The feeder-exit (location just downstream the feeder head regulator) voltage is summarized in Figure 14 for all ten feeders. The voltages increase for most of the feeders but are very small in magnitude. This is because voltage rise at that location is limited due to the regulator control and relative strength of the substation source. As mentioned earlier, the voltage decrease on feeder N95824 is a result of the regulator tapping down at the beginning of the year.



Fig.14: Annual Feeder-Exit Voltage (120 V base)

The flatness results for each feeder are shown below in Table 7 and Figure 15. For most feeders, the high penetration case shows a lower flatness value, indicating a flatter overall voltage profile. Though the flatness results are lower on a majority of the feeders, the magnitudes of the changes, even for very high penetrations of PV, are negligible, considering the operating characteristics of the voltage regulating equipment being deployed for VO.

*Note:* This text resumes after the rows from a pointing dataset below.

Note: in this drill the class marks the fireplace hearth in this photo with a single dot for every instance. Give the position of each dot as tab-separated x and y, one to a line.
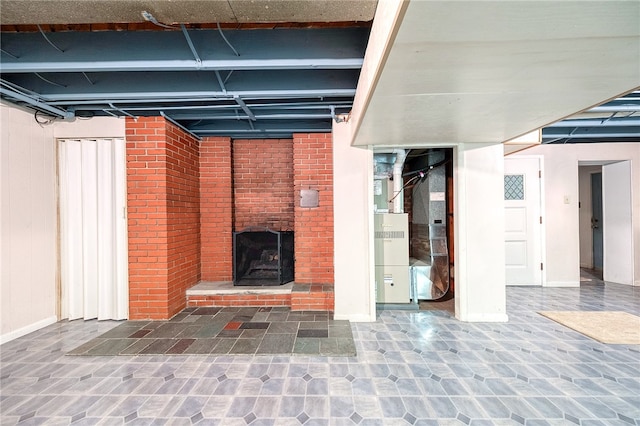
262	257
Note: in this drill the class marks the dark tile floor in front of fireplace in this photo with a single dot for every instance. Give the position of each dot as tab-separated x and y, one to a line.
228	330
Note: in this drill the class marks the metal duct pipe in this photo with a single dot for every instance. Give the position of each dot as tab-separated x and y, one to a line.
398	200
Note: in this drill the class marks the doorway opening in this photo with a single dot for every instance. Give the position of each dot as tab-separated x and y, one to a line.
413	196
605	221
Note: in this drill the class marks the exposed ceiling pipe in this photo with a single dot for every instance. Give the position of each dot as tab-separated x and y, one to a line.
611	122
615	108
66	115
398	198
557	136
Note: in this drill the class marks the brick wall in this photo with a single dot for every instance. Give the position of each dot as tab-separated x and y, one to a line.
216	209
313	169
183	215
163	217
263	184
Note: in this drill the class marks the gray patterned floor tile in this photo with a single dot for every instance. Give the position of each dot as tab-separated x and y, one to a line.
528	371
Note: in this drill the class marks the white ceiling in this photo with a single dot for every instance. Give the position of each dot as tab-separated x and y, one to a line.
29	12
480	71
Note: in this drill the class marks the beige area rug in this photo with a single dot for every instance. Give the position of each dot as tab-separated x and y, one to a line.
613	327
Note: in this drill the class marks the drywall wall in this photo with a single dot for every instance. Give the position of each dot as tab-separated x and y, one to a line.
479	233
562	228
617	223
28	216
354	288
27	224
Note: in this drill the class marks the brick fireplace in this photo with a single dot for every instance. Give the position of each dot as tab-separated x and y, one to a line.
186	198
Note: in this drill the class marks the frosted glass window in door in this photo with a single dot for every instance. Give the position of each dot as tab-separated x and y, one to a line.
514	187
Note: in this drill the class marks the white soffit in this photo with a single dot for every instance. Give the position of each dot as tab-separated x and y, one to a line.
490	71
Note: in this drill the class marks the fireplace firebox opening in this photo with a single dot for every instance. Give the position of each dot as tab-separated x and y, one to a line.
262	258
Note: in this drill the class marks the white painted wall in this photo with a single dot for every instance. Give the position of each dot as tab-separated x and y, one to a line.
480	294
584	214
27	224
28	216
97	127
385	26
617	223
353	228
562	257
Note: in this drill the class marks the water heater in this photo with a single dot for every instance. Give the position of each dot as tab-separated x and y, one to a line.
392	258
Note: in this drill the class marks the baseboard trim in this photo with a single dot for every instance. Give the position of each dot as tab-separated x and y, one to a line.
562	284
12	335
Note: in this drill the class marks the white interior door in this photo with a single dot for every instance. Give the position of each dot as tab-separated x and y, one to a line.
617	223
522	221
93	231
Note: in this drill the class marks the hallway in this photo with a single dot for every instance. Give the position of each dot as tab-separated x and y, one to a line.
412	367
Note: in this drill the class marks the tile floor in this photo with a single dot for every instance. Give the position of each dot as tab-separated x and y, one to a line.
228	330
412	367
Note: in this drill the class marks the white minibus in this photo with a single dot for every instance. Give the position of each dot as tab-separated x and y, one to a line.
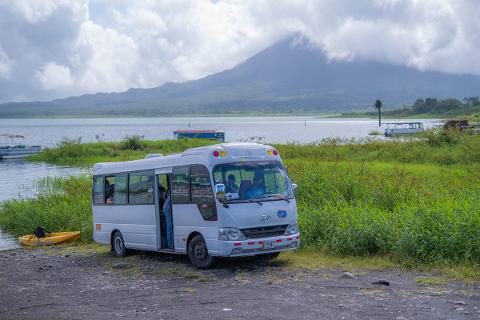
224	200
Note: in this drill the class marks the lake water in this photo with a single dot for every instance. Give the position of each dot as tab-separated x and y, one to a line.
17	177
48	132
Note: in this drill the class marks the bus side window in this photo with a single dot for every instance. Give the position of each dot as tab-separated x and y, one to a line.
140	188
181	185
109	189
120	190
202	194
98	190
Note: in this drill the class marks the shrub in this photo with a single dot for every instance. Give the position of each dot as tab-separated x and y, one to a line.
132	143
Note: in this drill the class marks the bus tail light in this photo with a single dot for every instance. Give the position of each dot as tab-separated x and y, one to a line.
218	153
272	152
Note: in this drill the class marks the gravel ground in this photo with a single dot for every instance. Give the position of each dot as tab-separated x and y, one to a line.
60	284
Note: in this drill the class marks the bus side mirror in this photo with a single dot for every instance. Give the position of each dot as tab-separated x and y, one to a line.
294	186
220	191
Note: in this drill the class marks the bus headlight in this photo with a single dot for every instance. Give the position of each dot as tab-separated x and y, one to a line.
230	234
291	229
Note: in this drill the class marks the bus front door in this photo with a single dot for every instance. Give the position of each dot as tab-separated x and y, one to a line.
164	211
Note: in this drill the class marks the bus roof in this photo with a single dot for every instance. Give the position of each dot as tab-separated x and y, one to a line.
232	152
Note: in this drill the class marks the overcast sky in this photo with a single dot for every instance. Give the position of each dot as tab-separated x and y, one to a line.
57	48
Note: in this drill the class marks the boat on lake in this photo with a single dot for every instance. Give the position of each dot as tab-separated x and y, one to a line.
199	134
17	151
400	128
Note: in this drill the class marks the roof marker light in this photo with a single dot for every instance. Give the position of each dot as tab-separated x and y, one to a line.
220	153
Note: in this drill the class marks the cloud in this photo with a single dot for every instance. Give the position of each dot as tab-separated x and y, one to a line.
5	65
54	76
51	49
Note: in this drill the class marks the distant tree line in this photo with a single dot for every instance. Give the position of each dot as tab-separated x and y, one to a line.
434	106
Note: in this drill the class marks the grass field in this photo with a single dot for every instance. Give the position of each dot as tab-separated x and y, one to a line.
412	202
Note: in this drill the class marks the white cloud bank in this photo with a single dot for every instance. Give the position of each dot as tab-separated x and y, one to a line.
56	48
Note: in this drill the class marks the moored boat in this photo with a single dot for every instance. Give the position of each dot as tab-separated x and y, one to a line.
200	134
17	151
399	128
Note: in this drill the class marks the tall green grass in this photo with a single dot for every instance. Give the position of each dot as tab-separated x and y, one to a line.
63	204
416	201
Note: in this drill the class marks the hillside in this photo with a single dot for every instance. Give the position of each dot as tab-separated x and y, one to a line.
283	78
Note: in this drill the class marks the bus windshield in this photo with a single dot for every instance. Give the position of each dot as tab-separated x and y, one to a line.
246	181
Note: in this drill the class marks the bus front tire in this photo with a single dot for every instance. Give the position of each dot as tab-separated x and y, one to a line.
198	253
118	245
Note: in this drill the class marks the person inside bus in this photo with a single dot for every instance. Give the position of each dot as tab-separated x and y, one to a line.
165	204
257	189
109	191
232	186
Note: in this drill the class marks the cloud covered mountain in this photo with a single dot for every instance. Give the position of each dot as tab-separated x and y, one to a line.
290	76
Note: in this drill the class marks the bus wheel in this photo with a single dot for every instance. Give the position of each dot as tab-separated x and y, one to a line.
118	245
198	253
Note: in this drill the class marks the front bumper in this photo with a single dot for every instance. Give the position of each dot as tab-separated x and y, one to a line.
252	247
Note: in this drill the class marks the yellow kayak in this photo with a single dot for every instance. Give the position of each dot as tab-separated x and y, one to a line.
49	239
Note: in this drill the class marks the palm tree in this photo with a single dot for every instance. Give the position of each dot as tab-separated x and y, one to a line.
378	106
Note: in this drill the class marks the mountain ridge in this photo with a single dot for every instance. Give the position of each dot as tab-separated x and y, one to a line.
287	77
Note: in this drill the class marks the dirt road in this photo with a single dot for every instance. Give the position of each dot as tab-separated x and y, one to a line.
58	284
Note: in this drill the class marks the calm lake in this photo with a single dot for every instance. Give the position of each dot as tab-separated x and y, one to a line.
18	177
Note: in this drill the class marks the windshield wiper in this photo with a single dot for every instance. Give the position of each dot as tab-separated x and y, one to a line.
257	202
281	197
241	201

Table 7: Differences between Annual Feeder Exit Voltage and Annual Feeder-End Voltage

Fig.15: Differences between Annual Feeder Exit Voltage and Annual Feeder-End Voltage

Monthly Voltage Impact The PV and smart inverter impact on feeder voltages is similarly addressed to the annual impact in this section but quantified based on specific months during daytime hours. Again, the voltages reported are averaged over the respective time periods.

Monthly Voltage Change Averaged Across All Sections Figure 16, Figure 17, and Figure 18 show the monthly impact based on average section voltage for the phase 1 PV integration of commercial, non-residential, and residential, respectively. Generally, voltages rise the most over the summer months. Voltage change is also more significant due to higher penetration of PV (Phase 2 PV penetrations scenarios (3,5) cause more voltage rise than phase 1 PV penetration scenarios (2,4)).



The default volt-var scenario (4,5) has minimal impact on voltage on average over the year compared to the unity power factor setting.

Fig.16: Monthly Voltage Change Averaged Across All Sections for Feeders with Phase 1 Community PV: Feeder P73182, Feeder T08502, Feeder U31598, and Feeder A91004



Fig.17: Monthly Voltage Change Averaged Across All Sections for Feeders with Phase 1 Non-residential PV: Feeder N95824, Feeder K39153, and Feeder Y98532



Fig.18: Monthly Voltage Change Averaged Across All Sections for Feeders with Phase 1 Residential PV: Feeder M45212, Feeder H00163, and Feeder D89002

Monthly Voltage Change at Community Solar PV Location At the Community Solar PV location, the voltage rise is higher than the feeder-wide average voltages as shown in Figure 19, Figure 20, and Figure 21. Similar to what was observed for all sections, voltages rise the most in the summer months, penetration level of PV has a significant impact on overall voltage change, while default volt-var curve has minimal impact compared to the unity power factor setting.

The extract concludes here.